I am glad you continue to pursue this train of thought, but after spending most of my adult life studying progress, I am not following you. I can certainly see why the rate of progress and productivity might be expected to decrease with a smaller and older population, but I think it is jump to suggest it will stop, let alone drop.

The essential constricted source is new ideas. Here, historically, a tiny percent of people in a small share of nations have done all the heavy lifting. As the population drops, all that is needed is to make sure some people in some places continue to be rewarded for knowledge creation, innovation and entrepreneurial experimentation.

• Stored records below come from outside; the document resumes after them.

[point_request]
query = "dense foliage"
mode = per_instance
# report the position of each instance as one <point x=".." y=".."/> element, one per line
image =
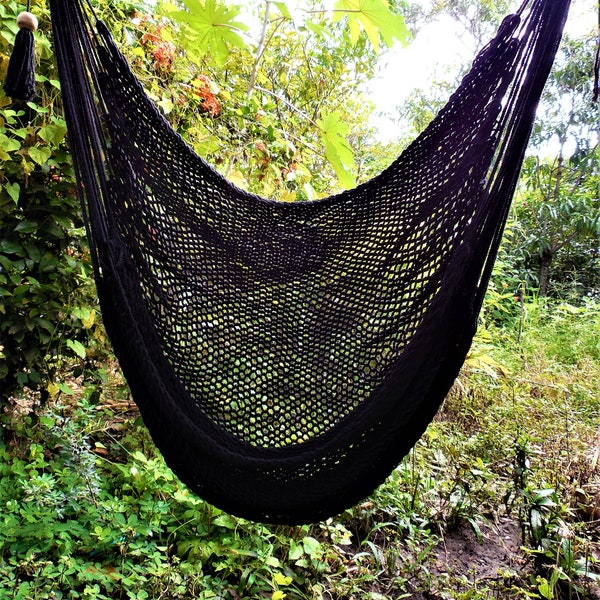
<point x="274" y="99"/>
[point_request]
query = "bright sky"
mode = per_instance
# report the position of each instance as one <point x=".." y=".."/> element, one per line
<point x="437" y="52"/>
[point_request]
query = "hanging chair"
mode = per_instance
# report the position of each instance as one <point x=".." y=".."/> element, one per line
<point x="286" y="356"/>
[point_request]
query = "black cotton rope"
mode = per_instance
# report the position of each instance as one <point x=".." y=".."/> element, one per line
<point x="20" y="75"/>
<point x="286" y="356"/>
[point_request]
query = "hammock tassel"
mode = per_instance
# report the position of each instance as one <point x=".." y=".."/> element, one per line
<point x="20" y="77"/>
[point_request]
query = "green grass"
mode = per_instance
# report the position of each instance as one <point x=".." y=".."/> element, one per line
<point x="89" y="509"/>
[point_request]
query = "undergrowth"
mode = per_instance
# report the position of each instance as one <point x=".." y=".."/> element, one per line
<point x="89" y="509"/>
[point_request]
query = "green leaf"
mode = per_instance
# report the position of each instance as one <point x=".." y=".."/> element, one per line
<point x="13" y="190"/>
<point x="53" y="134"/>
<point x="214" y="27"/>
<point x="77" y="347"/>
<point x="39" y="154"/>
<point x="283" y="9"/>
<point x="375" y="18"/>
<point x="337" y="149"/>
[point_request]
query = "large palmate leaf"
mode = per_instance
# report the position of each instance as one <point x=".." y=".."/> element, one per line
<point x="213" y="26"/>
<point x="375" y="17"/>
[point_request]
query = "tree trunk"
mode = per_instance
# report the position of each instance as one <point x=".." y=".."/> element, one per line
<point x="545" y="262"/>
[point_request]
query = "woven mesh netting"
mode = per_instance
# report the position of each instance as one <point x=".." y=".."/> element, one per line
<point x="285" y="356"/>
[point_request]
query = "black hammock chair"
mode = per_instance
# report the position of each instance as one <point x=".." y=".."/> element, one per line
<point x="286" y="356"/>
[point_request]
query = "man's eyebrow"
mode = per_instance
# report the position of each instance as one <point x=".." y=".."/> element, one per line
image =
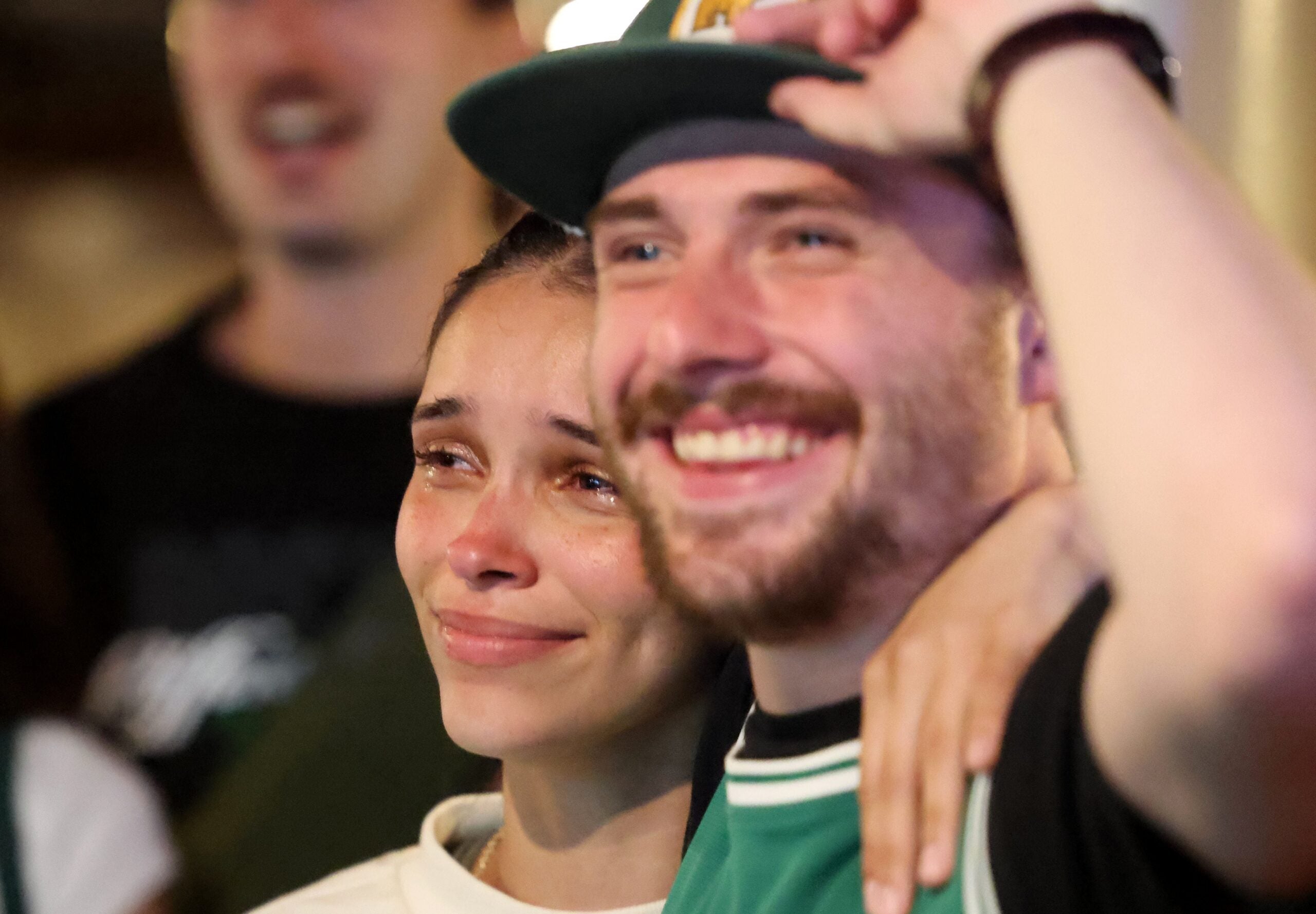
<point x="809" y="198"/>
<point x="443" y="408"/>
<point x="616" y="211"/>
<point x="574" y="429"/>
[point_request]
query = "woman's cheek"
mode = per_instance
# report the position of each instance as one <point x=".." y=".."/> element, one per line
<point x="607" y="575"/>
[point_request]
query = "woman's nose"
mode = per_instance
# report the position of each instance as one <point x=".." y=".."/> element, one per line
<point x="491" y="550"/>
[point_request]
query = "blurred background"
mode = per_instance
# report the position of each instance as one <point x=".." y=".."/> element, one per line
<point x="106" y="234"/>
<point x="174" y="479"/>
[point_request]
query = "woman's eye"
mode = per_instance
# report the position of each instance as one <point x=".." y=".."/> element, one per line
<point x="595" y="484"/>
<point x="643" y="253"/>
<point x="441" y="458"/>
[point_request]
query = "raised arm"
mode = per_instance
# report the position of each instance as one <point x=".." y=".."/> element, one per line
<point x="1187" y="345"/>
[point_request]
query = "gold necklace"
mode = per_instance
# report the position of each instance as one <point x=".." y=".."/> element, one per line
<point x="482" y="862"/>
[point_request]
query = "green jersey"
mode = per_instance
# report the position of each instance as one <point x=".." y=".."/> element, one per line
<point x="782" y="835"/>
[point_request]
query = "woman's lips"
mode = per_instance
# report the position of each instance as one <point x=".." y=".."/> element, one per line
<point x="482" y="641"/>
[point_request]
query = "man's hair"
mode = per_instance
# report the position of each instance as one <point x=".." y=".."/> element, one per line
<point x="534" y="245"/>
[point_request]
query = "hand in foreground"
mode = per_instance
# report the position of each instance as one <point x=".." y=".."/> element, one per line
<point x="938" y="692"/>
<point x="918" y="58"/>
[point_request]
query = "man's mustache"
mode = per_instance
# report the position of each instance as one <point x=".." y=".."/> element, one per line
<point x="666" y="403"/>
<point x="290" y="87"/>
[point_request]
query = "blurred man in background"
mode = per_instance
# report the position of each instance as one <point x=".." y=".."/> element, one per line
<point x="224" y="493"/>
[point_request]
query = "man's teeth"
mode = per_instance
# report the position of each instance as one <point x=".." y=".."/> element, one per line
<point x="740" y="445"/>
<point x="295" y="123"/>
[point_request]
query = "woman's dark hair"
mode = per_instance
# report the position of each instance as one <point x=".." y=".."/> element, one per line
<point x="535" y="244"/>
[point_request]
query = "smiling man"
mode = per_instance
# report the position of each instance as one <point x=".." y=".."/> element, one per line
<point x="821" y="369"/>
<point x="224" y="493"/>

I think this is very likely to be the case, and the total number of innovators in a century will be greater than it is even today, but certainly more than most of the 19th and 20th centuries which saw rapid growth.

What factors contribute to the rate of progress:

1) The population

2) The percent of the population capable of innovation (intelligence, specialization, education, freedom)

3) The rate of innovation based upon institutions and technologies to discover, test and select good from bad

4) The ability of ideas to propagate and spread once discovered (communication and transportation)

5) The ability of the population to work together and compete constructively to solve problems and NOT create problems for each other (positive vs negative sum)

6) The availability of cheap energy to drive the above

If I understand your position, you are focusing on #1. I think the others are just as, or more important, and these are not necessarily getting worse, and will quite possibly get better. Some (#3,4 and 6?) may get incomparably better. With smart AI and fusion, our problem is more likely to be excessive speed of change, not stagnation.